A narrativa oficial de controle fiscal contrasta com os dados apresentados. Apesar do crescimento na arrecadação, os gastos públicos avançaram em ritmo ainda maior, resultando em um rombo expressivo. Essa dinâmica se repete, com o governo utilizando brechas e exclusões para apresentar um resultado positivo.
A questão central é se a responsabilidade fiscal se resume a cumprir regras flexíveis ou se exige um enfrentamento direto do desequilíbrio entre receitas e despesas. Conforme informações divulgadas, o governo federal anunciou o cumprimento da meta fiscal de 2025, mas os números revelam um déficit de R$ 61,7 bilhões, 32% maior que o registrado em 2024.
O Novo Arcabouço Fiscal e Suas Elasticidades
O novo arcabouço fiscal, apresentado como um pilar de credibilidade, tem se mostrado um mecanismo maleável. Ele permite a acomodação de déficits consideráveis sem que a meta seja formalmente descumprida. Isso é possível através da exclusão de despesas importantes do cálculo.
Gastos como precatórios, ressarcimentos do INSS, e investimentos em defesa e educação podem ser retirados do balanço. Com isso, o rombo real nas contas públicas, embora persista, desaparece do papel.
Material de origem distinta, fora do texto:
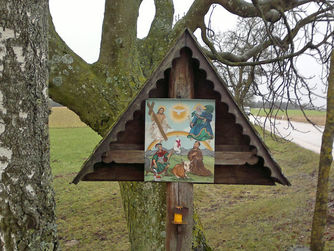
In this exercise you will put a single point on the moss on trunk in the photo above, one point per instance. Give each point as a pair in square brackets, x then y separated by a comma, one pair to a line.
[326, 158]
[27, 218]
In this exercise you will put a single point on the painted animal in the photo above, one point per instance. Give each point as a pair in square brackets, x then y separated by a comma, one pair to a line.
[181, 170]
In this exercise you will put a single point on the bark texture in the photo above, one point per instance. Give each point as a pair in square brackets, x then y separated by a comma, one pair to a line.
[99, 92]
[27, 218]
[325, 162]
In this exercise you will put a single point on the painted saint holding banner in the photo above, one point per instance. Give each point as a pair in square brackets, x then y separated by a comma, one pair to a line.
[179, 140]
[200, 125]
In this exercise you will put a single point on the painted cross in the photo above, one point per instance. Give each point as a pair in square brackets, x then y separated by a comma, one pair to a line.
[240, 155]
[156, 120]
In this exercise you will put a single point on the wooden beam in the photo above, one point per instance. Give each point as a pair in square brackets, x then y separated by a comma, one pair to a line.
[221, 158]
[233, 175]
[179, 237]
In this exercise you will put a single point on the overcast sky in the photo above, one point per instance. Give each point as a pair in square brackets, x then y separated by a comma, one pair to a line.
[79, 23]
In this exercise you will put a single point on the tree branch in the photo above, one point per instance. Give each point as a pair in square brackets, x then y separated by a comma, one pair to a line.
[72, 80]
[234, 60]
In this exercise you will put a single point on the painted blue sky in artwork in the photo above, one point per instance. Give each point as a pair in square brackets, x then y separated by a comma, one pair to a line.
[178, 124]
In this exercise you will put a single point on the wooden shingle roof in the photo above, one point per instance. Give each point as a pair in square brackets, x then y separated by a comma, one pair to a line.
[234, 123]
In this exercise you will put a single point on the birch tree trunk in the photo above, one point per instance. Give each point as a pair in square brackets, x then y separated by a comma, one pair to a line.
[326, 158]
[27, 218]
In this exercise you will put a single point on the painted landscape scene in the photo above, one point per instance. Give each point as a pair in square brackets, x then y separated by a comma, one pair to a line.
[179, 140]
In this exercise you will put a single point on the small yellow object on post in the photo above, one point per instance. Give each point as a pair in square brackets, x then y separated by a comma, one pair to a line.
[177, 218]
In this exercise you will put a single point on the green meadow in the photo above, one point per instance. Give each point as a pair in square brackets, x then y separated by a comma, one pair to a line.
[317, 117]
[90, 214]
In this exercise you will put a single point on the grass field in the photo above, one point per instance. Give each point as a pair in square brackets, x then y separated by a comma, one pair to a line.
[90, 214]
[317, 117]
[62, 117]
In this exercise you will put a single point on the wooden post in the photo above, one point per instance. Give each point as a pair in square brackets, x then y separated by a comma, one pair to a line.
[179, 237]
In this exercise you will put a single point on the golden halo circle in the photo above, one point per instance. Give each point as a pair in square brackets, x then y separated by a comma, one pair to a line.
[179, 112]
[199, 105]
[163, 107]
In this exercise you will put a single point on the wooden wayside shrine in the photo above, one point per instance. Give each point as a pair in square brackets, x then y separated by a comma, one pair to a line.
[240, 155]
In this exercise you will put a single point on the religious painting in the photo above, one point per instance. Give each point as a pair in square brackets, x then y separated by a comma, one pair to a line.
[179, 140]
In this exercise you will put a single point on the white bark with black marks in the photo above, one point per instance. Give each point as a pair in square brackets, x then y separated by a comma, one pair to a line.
[27, 217]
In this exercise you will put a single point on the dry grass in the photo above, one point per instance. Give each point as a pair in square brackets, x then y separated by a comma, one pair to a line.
[317, 117]
[62, 117]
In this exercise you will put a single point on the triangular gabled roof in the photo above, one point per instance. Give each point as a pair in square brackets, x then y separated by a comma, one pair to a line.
[189, 41]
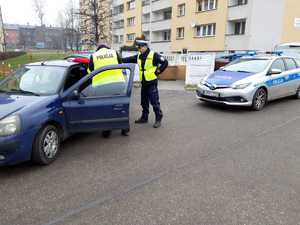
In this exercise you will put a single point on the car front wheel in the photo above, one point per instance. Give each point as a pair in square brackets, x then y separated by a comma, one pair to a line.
[259, 99]
[298, 93]
[46, 146]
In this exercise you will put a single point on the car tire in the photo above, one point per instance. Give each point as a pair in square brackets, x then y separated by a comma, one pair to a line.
[46, 146]
[106, 133]
[259, 99]
[298, 93]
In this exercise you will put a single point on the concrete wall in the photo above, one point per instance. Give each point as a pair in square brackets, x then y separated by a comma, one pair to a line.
[190, 42]
[265, 24]
[290, 33]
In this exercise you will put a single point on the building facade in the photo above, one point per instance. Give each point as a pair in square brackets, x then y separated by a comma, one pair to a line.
[89, 11]
[206, 25]
[39, 37]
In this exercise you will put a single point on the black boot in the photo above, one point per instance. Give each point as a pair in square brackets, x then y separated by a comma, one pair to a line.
[157, 123]
[125, 132]
[142, 120]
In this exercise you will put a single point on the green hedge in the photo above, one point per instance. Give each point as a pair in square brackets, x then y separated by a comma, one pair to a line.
[8, 55]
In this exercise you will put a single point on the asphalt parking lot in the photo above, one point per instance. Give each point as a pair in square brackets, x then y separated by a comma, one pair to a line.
[206, 165]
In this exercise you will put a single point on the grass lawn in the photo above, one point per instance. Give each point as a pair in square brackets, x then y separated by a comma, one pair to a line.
[34, 57]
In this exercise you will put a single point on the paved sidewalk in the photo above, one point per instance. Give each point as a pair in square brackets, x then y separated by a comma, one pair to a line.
[171, 85]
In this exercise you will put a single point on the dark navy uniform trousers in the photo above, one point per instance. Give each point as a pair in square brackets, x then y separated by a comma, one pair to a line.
[149, 94]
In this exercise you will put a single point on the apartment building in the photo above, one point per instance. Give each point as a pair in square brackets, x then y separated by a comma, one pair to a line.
[89, 9]
[206, 25]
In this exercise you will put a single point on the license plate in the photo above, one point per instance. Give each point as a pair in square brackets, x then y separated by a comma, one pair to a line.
[211, 93]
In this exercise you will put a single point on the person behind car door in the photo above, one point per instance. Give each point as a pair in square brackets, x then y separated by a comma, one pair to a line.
[151, 65]
[105, 56]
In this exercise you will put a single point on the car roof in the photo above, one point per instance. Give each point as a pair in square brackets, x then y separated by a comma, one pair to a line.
[61, 63]
[83, 55]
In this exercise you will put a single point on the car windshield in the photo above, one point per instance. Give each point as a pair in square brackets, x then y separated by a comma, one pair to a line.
[34, 80]
[248, 65]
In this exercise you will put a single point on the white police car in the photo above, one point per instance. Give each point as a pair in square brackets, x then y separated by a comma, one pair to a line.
[252, 81]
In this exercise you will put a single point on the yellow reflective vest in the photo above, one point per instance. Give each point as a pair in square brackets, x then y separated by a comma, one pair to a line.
[149, 69]
[105, 57]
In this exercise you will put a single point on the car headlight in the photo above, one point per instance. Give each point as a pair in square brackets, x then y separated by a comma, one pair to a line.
[241, 86]
[10, 126]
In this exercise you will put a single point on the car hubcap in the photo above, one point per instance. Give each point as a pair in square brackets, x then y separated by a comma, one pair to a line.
[50, 145]
[260, 99]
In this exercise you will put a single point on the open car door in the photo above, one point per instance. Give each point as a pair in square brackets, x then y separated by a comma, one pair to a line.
[92, 105]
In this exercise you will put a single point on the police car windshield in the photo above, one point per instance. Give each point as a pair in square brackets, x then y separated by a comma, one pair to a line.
[248, 65]
[34, 80]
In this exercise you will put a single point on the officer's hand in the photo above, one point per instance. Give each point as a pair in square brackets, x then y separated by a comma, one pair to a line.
[157, 72]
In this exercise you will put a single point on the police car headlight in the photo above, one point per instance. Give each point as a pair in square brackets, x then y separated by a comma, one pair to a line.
[10, 126]
[240, 86]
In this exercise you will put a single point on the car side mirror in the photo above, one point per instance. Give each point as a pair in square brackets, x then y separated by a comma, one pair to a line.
[274, 71]
[76, 94]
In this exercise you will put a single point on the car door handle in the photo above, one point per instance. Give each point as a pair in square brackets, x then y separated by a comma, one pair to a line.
[118, 107]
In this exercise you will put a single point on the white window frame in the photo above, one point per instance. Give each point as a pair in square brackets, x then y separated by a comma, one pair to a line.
[242, 27]
[180, 33]
[132, 35]
[131, 5]
[167, 34]
[131, 21]
[202, 30]
[204, 5]
[181, 10]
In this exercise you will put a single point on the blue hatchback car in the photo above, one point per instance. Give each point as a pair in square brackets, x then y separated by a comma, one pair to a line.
[43, 103]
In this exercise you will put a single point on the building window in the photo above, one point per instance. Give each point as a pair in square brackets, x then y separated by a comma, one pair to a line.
[180, 33]
[130, 21]
[167, 35]
[167, 15]
[118, 9]
[206, 30]
[181, 10]
[145, 2]
[240, 28]
[130, 37]
[131, 5]
[242, 2]
[205, 5]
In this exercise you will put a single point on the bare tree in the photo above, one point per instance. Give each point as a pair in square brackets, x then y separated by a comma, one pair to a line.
[39, 7]
[69, 22]
[93, 14]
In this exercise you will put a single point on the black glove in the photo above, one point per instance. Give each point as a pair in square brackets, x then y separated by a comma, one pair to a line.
[157, 72]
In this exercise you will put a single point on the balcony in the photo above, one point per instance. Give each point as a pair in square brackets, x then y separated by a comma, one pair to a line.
[236, 12]
[116, 17]
[145, 26]
[117, 2]
[158, 5]
[237, 42]
[161, 25]
[161, 46]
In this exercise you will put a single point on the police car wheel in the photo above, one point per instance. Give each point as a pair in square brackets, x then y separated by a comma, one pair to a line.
[46, 145]
[259, 99]
[298, 93]
[106, 133]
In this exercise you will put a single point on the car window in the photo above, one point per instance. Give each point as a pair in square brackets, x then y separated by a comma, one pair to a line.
[248, 65]
[291, 64]
[74, 75]
[278, 64]
[298, 62]
[106, 84]
[42, 80]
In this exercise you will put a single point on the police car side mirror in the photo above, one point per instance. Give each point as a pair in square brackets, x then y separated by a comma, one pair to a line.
[274, 72]
[76, 94]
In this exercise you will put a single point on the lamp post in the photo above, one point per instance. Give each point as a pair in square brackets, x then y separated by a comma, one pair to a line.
[150, 25]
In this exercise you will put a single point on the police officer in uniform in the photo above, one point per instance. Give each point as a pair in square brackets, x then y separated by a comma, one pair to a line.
[151, 65]
[105, 56]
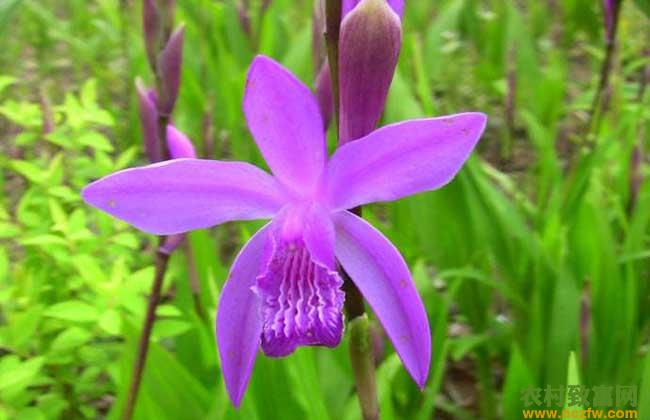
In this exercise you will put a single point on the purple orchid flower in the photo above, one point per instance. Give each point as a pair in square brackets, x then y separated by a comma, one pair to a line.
[284, 290]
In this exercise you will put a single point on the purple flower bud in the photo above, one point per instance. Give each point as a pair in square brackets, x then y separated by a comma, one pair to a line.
[244, 17]
[324, 94]
[396, 5]
[149, 121]
[169, 67]
[370, 42]
[178, 144]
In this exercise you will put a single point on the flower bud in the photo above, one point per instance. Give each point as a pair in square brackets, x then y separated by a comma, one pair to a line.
[244, 17]
[609, 11]
[370, 42]
[169, 68]
[149, 121]
[396, 5]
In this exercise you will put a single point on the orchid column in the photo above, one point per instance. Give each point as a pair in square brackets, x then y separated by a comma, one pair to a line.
[362, 65]
[162, 141]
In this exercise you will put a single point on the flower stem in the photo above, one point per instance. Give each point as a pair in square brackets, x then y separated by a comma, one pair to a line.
[598, 104]
[333, 10]
[143, 347]
[361, 356]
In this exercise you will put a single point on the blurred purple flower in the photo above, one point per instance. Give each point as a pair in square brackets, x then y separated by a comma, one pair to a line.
[609, 9]
[283, 290]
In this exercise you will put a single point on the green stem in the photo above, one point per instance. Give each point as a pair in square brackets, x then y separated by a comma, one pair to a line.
[363, 366]
[332, 30]
[143, 347]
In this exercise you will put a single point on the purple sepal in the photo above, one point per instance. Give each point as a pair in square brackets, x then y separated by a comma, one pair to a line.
[178, 144]
[169, 66]
[302, 300]
[370, 42]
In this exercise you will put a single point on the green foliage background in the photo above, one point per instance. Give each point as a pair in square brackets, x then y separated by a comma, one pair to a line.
[533, 252]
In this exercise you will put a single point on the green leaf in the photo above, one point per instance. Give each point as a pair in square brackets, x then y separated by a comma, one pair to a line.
[15, 373]
[95, 141]
[73, 310]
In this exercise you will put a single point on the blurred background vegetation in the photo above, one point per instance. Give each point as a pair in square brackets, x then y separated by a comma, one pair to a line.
[539, 247]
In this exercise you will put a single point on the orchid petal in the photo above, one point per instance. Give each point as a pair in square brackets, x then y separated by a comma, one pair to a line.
[178, 144]
[396, 5]
[402, 159]
[379, 271]
[239, 320]
[185, 194]
[170, 62]
[284, 119]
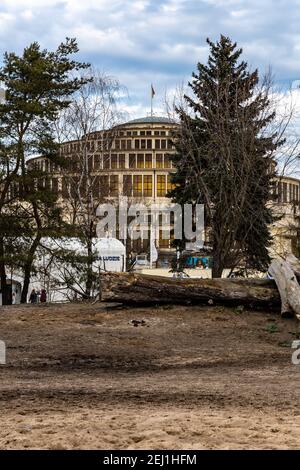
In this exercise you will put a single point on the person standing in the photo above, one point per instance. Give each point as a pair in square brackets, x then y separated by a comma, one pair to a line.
[33, 297]
[43, 297]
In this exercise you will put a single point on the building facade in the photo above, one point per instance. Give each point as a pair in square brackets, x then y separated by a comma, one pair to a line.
[134, 161]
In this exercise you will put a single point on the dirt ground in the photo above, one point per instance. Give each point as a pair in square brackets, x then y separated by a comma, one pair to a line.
[83, 377]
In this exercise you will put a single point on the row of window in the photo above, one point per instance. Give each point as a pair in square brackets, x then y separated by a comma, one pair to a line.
[117, 144]
[109, 185]
[287, 192]
[122, 161]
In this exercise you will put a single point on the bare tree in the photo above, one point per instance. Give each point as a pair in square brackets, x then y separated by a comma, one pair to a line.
[86, 131]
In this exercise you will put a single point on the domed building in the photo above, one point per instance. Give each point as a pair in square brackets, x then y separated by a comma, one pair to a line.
[133, 160]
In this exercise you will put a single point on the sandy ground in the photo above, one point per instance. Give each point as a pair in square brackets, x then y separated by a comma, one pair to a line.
[83, 377]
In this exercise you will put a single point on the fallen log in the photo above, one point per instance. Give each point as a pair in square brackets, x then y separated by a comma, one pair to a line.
[288, 287]
[294, 264]
[133, 288]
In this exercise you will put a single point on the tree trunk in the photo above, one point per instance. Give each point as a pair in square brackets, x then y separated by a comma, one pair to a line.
[27, 269]
[288, 287]
[133, 288]
[294, 264]
[3, 277]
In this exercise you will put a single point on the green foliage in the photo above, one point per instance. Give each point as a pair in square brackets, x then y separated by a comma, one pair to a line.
[39, 84]
[224, 155]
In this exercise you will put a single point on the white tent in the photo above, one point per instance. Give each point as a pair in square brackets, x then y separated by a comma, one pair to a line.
[111, 254]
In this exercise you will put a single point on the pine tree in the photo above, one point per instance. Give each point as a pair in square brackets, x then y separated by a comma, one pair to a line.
[224, 151]
[38, 86]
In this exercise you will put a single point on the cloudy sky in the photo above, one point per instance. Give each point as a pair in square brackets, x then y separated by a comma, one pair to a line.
[158, 41]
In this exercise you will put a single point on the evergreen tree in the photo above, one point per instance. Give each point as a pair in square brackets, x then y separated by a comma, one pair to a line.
[38, 86]
[224, 155]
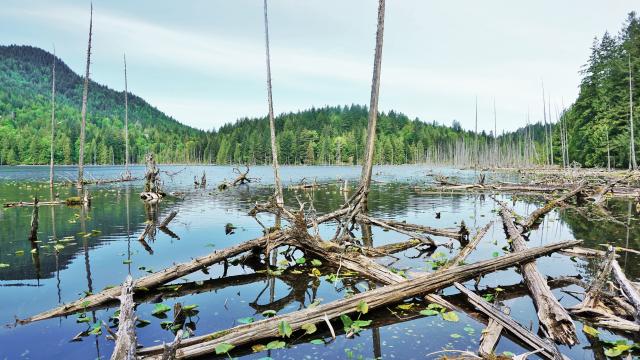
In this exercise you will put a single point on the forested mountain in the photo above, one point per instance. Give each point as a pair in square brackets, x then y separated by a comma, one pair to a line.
[601, 111]
[329, 135]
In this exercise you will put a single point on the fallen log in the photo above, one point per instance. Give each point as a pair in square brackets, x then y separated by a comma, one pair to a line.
[627, 288]
[554, 319]
[155, 279]
[168, 219]
[425, 239]
[126, 341]
[268, 328]
[548, 350]
[540, 212]
[466, 251]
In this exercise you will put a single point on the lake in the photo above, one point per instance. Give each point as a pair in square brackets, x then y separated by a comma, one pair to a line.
[81, 250]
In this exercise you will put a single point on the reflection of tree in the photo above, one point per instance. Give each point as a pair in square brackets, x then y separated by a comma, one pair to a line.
[595, 233]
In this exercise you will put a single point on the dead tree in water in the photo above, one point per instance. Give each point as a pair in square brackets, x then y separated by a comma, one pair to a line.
[152, 187]
[632, 147]
[272, 123]
[83, 113]
[53, 116]
[127, 173]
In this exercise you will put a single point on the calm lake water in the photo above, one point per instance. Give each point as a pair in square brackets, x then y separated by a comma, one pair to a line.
[98, 246]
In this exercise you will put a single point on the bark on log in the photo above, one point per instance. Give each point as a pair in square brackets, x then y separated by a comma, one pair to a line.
[126, 341]
[489, 338]
[155, 279]
[267, 328]
[554, 319]
[540, 212]
[627, 289]
[466, 251]
[548, 350]
[168, 219]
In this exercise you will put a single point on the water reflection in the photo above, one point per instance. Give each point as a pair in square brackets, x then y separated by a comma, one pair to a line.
[100, 249]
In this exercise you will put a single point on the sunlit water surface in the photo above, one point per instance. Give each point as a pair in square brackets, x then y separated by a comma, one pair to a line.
[98, 246]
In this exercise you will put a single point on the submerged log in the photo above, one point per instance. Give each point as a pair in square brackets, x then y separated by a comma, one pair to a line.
[126, 341]
[245, 334]
[627, 288]
[155, 279]
[466, 251]
[540, 212]
[554, 319]
[546, 349]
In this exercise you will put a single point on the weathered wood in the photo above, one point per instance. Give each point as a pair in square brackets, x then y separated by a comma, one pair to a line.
[549, 351]
[155, 279]
[384, 225]
[83, 111]
[169, 352]
[33, 233]
[466, 251]
[592, 298]
[540, 212]
[126, 340]
[489, 338]
[168, 219]
[554, 319]
[389, 294]
[450, 233]
[627, 289]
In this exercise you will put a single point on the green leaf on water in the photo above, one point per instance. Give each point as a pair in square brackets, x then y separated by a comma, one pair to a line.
[309, 328]
[284, 329]
[160, 309]
[276, 344]
[363, 307]
[96, 329]
[428, 312]
[361, 323]
[269, 313]
[590, 331]
[245, 320]
[223, 348]
[316, 262]
[451, 316]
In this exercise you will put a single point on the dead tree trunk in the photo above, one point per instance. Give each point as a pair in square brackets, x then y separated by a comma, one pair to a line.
[554, 319]
[53, 117]
[83, 113]
[547, 350]
[367, 163]
[127, 173]
[126, 341]
[245, 334]
[272, 124]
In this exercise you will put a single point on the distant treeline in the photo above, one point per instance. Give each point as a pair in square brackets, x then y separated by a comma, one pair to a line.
[600, 116]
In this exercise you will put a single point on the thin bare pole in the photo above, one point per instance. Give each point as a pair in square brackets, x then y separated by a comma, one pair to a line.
[367, 164]
[127, 174]
[53, 116]
[632, 160]
[85, 94]
[272, 124]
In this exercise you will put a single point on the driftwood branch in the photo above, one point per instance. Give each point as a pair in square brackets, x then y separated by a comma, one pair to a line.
[554, 319]
[245, 334]
[126, 341]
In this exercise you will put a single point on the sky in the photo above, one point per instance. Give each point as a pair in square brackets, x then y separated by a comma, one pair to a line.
[203, 61]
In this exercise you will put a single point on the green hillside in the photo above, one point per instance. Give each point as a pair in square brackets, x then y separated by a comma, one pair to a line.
[602, 108]
[329, 135]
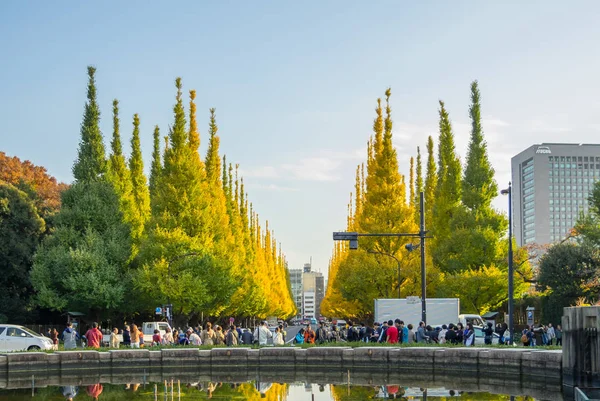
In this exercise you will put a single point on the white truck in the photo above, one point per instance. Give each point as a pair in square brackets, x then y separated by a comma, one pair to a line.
[439, 311]
[147, 328]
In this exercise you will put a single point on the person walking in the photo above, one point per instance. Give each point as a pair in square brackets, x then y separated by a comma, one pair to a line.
[383, 336]
[114, 340]
[469, 335]
[93, 336]
[488, 334]
[135, 336]
[127, 336]
[392, 333]
[558, 335]
[231, 338]
[404, 330]
[321, 334]
[54, 338]
[278, 337]
[247, 337]
[460, 331]
[412, 336]
[193, 337]
[168, 337]
[219, 336]
[421, 336]
[262, 334]
[156, 338]
[208, 334]
[309, 335]
[299, 339]
[551, 333]
[70, 337]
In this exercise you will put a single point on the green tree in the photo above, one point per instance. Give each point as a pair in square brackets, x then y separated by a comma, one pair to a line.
[431, 180]
[478, 185]
[82, 266]
[91, 162]
[118, 173]
[448, 189]
[156, 166]
[412, 182]
[568, 272]
[141, 195]
[384, 210]
[476, 229]
[419, 185]
[21, 231]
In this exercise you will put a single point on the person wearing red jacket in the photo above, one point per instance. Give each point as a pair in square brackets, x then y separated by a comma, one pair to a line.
[93, 337]
[392, 333]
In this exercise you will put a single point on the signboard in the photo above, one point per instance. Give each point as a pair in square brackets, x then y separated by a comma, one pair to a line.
[543, 150]
[413, 300]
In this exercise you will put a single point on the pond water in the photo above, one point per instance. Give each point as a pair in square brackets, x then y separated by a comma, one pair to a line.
[242, 391]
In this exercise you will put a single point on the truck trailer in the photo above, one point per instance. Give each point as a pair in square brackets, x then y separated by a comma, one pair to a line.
[439, 310]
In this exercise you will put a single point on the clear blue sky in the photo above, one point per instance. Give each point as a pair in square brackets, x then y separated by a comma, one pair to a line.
[295, 85]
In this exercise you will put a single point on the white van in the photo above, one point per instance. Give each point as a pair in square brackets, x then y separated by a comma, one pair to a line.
[19, 338]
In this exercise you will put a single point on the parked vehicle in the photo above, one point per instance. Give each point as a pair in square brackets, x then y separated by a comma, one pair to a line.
[19, 338]
[479, 337]
[475, 320]
[439, 311]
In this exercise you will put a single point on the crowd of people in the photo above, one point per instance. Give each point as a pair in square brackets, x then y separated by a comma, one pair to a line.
[387, 332]
[132, 337]
[393, 332]
[399, 332]
[548, 335]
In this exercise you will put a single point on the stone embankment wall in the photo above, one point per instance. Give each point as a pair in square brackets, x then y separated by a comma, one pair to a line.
[581, 356]
[502, 371]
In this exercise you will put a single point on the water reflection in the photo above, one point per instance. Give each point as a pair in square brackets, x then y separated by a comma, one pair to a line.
[257, 390]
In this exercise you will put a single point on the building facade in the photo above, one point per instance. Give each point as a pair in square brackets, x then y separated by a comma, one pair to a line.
[551, 184]
[297, 288]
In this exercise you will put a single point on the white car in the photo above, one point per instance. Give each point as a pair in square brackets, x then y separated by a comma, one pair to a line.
[19, 338]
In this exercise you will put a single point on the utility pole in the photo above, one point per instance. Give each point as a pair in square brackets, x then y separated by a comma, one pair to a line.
[422, 236]
[352, 237]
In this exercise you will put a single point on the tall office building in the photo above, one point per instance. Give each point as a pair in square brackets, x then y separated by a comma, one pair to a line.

Essa prática levanta o debate sobre a transparência e a real saúde financeira do país.
A Dívida Pública em Ascensão e Alertas da IFI
O Tesouro Nacional já admite que a dívida pública atingiu 79,3% do PIB e a projeção é de crescimento contínuo. A Instituição Fiscal Independente (IFI), ligada ao Senado, emite alertas ainda mais severos. Ela prevê que, se a trajetória atual se mantiver, a dívida pública pode superar os 100% do PIB, chegando a 117% em 2035.
Marcus Pestana, diretor-executivo da IFI, destaca que essa gastança recorrente pressiona o endividamento e eleva os juros a patamares insustentáveis. A consequência direta é que toda a sociedade arca com uma “taxa de agiota” para financiar a fragilidade fiscal do Estado. Essa lógica de déficits contínuos e aumento da dívida sufoca investimentos e o crescimento econômico.
Um Histórico de Déficits e a Improvável Meta de 2026
Este é o 12º ano consecutivo em que o governo gasta mais do que arrecada, um padrão que se intensificou nos últimos anos. Em apenas três anos, a dívida pública cresceu quase oito pontos percentuais do PIB. Apesar disso, o governo insiste em tratar déficits crescentes como administráveis.
A promessa de um superávit de 1% do PIB em 2026 soa como um desejo político, distante da realidade. A própria IFI aponta que, para estabilizar a dívida, seria necessário um superávit próximo de 2% do PIB, um cenário improvável, especialmente em ano eleitoral e com resistência a novos aumentos tributários.
O Legado da Contabilidade Criativa
O governo, com o que a reportagem descreve como “desfaçatez de costume”, celebra um “resultado satisfatório” enquanto adia o problema para o futuro. Essa prática, no entanto, tem um custo alto para o país. A conta se acumula, mina a confiança, mantém os juros elevados e compromete o futuro das próximas gerações.
Cumprir uma meta fiscal com um rombo crescente é, na visão de analistas, um artifício. A verdadeira responsabilidade fiscal reside em enfrentar o desequilíbrio estrutural entre receitas e despesas, e não em explorar exceções. Enquanto o governo continuar a celebrar déficits, o Brasil pagará caro por essa falta de seriedade nas contas públicas.